Report table source: Magna
Ad blockers are another significant challenge facing SSPs, as they reduce the reach and impact of digital advertising campaigns. Ad blockers limit the visibility of online ads, making it more difficult for SSPs to monetize their inventory and provide value to their clients. Ad blockers have become increasingly popular among consumers, leading to a decline in viewability and revenue for SSPs.
And as advertisers are becoming more concerned about where their ads are appearing and are beginning to move the activation of their programmatic advertising to the supply side of the ecosystem where the sustainable data is. So, SSPs must adopt new and innovative ad formats that provide a better user experience, such as native and programmatic video ads and work with publishers to improve the overall user experience of their websites while reducing the number of intrusive ads and improving load times.
With more advertisers shifting their ads to the sell-side and putting more money at stake, it is only natural for bigger ssps with a larger proportion of the programmatic advertising industry to seek monopoly.
As a result, SSPs must compete with other programmatic players and deal with disintermediation inside their own market.
“Trying to own this premium publisher space, which includes half of CTV, are the DSPs, SSPs, publisher consortiums and other new networks. It’s not about the ad tech industry being OK with disintermediation, it’s about what makes sense now.” Rob Webster, chief strategy officer, Canton Marketing Solutions.
Integral Ad Science, for example, began as an ad verification service. Still, its latest tool, Total Visibility, sounds very similar to what SSPs have been recommending to marketers in previous years.

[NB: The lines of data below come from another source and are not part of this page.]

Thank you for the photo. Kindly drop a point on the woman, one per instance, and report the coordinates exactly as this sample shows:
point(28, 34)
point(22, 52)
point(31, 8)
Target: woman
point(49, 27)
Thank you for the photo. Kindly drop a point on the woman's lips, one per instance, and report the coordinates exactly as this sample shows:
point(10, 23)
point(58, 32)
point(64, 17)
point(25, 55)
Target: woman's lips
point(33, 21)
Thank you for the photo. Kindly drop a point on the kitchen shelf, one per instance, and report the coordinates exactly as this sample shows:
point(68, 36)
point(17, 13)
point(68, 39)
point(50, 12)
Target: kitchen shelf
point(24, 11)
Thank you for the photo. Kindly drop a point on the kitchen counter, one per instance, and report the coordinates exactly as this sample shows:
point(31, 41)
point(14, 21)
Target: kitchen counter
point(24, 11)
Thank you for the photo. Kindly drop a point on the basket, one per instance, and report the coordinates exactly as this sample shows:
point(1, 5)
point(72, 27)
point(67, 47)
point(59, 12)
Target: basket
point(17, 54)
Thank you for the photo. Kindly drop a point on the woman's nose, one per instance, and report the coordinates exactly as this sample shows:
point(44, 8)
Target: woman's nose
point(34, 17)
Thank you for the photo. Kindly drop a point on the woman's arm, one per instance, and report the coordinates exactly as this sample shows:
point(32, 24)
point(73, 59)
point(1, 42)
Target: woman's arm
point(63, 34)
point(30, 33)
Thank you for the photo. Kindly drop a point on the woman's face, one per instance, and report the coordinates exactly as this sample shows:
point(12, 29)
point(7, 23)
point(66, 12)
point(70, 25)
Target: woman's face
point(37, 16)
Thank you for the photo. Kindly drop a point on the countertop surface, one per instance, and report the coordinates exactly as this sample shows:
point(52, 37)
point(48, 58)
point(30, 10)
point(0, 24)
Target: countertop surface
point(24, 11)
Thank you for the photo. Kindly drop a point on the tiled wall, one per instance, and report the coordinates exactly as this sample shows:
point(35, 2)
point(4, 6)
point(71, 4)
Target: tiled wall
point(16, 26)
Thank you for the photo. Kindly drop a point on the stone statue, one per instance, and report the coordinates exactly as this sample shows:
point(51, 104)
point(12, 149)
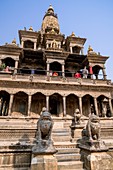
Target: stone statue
point(104, 110)
point(93, 128)
point(43, 142)
point(77, 116)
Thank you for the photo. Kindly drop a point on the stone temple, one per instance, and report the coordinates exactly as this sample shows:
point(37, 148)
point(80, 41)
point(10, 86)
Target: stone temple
point(48, 71)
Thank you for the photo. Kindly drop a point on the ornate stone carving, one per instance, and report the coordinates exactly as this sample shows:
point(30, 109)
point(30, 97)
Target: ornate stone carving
point(77, 116)
point(43, 142)
point(93, 128)
point(91, 139)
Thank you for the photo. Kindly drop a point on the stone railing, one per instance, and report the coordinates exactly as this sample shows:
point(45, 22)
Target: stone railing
point(36, 78)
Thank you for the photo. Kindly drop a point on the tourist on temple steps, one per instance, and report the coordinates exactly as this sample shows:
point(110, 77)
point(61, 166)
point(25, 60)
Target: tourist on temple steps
point(77, 75)
point(85, 72)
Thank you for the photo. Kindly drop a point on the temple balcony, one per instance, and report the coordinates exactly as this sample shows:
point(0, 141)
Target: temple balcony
point(23, 77)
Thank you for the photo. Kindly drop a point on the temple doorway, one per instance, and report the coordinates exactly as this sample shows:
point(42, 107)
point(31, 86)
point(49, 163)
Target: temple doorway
point(55, 104)
point(87, 103)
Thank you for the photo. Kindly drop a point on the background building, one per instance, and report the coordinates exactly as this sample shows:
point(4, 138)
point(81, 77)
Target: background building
point(50, 70)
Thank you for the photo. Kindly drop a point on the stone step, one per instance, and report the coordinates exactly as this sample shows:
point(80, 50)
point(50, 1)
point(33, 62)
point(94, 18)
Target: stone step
point(68, 157)
point(70, 165)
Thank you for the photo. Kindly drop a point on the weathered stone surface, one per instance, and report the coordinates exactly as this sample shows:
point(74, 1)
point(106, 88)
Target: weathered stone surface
point(44, 162)
point(43, 142)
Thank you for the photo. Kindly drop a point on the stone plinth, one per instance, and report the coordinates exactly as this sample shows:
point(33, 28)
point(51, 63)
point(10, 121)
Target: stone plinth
point(96, 156)
point(43, 162)
point(97, 160)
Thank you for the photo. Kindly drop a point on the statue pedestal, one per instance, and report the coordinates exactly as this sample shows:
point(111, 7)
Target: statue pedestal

The technology assists marketers in determining the most effective path to premium publishers and determining a fair price for their inventory.
"Brands and agencies want more visibility into their programmatic buys to understand what optimizations can improve campaign performance and drive high-quality supply paths. Leveraging IAS's QPO solution and metrics like qCPM will allow advertisers to identify the most effective channels for purchasing high-quality inventory at the most efficient cost." Lisa Utzschneider, CEO at Integral Ad Science
Aside from these intricacies, it's evident that IAS competes (a little) with SSPs, who are no strangers to disintermediation. As a result, they've been attempting to reach out to marketers that usually pay DSPs in order to enhance their own publisher-focused companies.
Because they were no longer exclusive to publishers, SSP executives felt compelled to become the preferred pipelines to inventory for marketers. DSPs are beginning to feel threatened by this development, which is why TradeDesk built its direct-to-publisher solution, the OpenPath, which allows other DSPs to have direct access to publishers, thereby cutting off ssps. Is this a subtle payback? We'd never know, would we?